At the end of the agent run, you can choose what to show to the user. For example, you might show the user every new item generated by the agents, or just the final output. Either way, the user might then ask a followup question, in which case you can call the run method again.

Manual conversation management

You can manually manage conversation history using the RunResultBase.to_input_list() method to get the inputs for the next turn:

async def main():
    agent = Agent(name="Assistant", instructions="Reply very concisely.")

    thread_id = "thread_123"  # Example thread ID
    with trace(workflow_name="Conversation", group_id=thread_id):
        # First turn
        result = await Runner.run(agent, "What city is the Golden Gate Bridge in?")
        print(result.final_output)
        # San Francisco

        # Second turn
        new_input = result.to_input_list() + [{"role": "user", "content": "What state is it in?"}]
        result = await Runner.run(agent, new_input)
        print(result.final_output)
        # California

Automatic conversation management with Sessions

For a simpler approach, you can use Sessions to automatically handle conversation history without manually calling .to_input_list():

from agents import Agent, Runner, SQLiteSession

async def main():
    agent = Agent(name="Assistant", instructions="Reply very concisely.")

    # Create session instance
    session = SQLiteSession("conversation_123")

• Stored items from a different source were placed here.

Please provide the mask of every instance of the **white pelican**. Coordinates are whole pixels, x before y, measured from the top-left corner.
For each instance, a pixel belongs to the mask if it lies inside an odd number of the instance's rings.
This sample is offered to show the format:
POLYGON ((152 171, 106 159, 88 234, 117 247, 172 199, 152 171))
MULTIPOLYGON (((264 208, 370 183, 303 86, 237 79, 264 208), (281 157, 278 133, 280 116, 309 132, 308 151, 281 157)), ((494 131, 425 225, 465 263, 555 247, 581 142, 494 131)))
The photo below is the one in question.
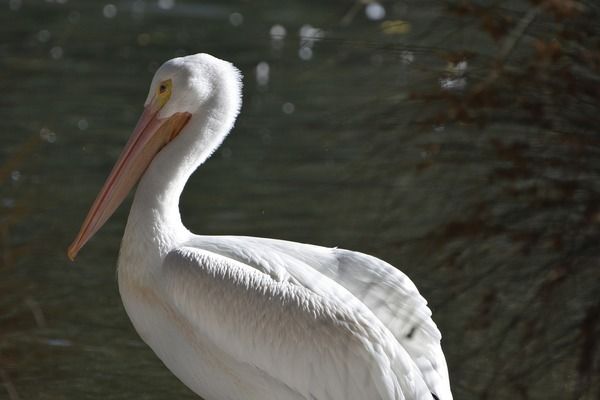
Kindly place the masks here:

    with trace(workflow_name="Conversation", group_id=thread_id):
        # First turn
        result = await Runner.run(agent, "What city is the Golden Gate Bridge in?", session=session)
        print(result.final_output)
        # San Francisco

        # Second turn - agent automatically remembers previous context
        result = await Runner.run(agent, "What state is it in?", session=session)
        print(result.final_output)
        # California

Sessions automatically:

  • Retrieves conversation history before each run
  • Stores new messages after each run
  • Maintains separate conversations for different session IDs

See the Sessions documentation for more details.

Long running agents & human-in-the-loop

You can use the Agents SDK Temporal integration to run durable, long-running workflows, including human-in-the-loop tasks. View a demo of Temporal and the Agents SDK working in action to complete long-running tasks in this video, and view docs here.

Exceptions

The SDK raises exceptions in certain cases. The full list is in agents.exceptions. As an overview:

  • AgentsException: This is the base class for all exceptions raised within the SDK. It serves as a generic type from which all other specific exceptions are derived.
  • MaxTurnsExceeded: This exception is raised when the agent's run exceeds the max_turns limit passed to the Runner.run, Runner.run_sync, or Runner.run_streamed methods. It indicates that the agent could not complete its task within the specified number of interaction turns.
  • ModelBehaviorError: This exception occurs when the underlying model (LLM) produces unexpected or invalid outputs. This can include:
    • Malformed JSON: When the model provides a malformed JSON structure for tool calls or in its direct output, especially if a specific output_type is defined.
    • Unexpected tool-related failures: When the model fails to use tools in an expected manner
  • UserError: This exception is raised when you (the person writing code using the SDK) make an error while using the SDK. This typically results from incorrect code implementation, invalid configuration, or misuse of the SDK's API.
  • InputGuardrailTripwireTriggered, OutputGuardrailTripwireTriggered: This exception is raised when the conditions of an input guardrail or output guardrail are met, respectively. Input guardrails check incoming messages before processing, while output guardrails check the agent's final response before delivery.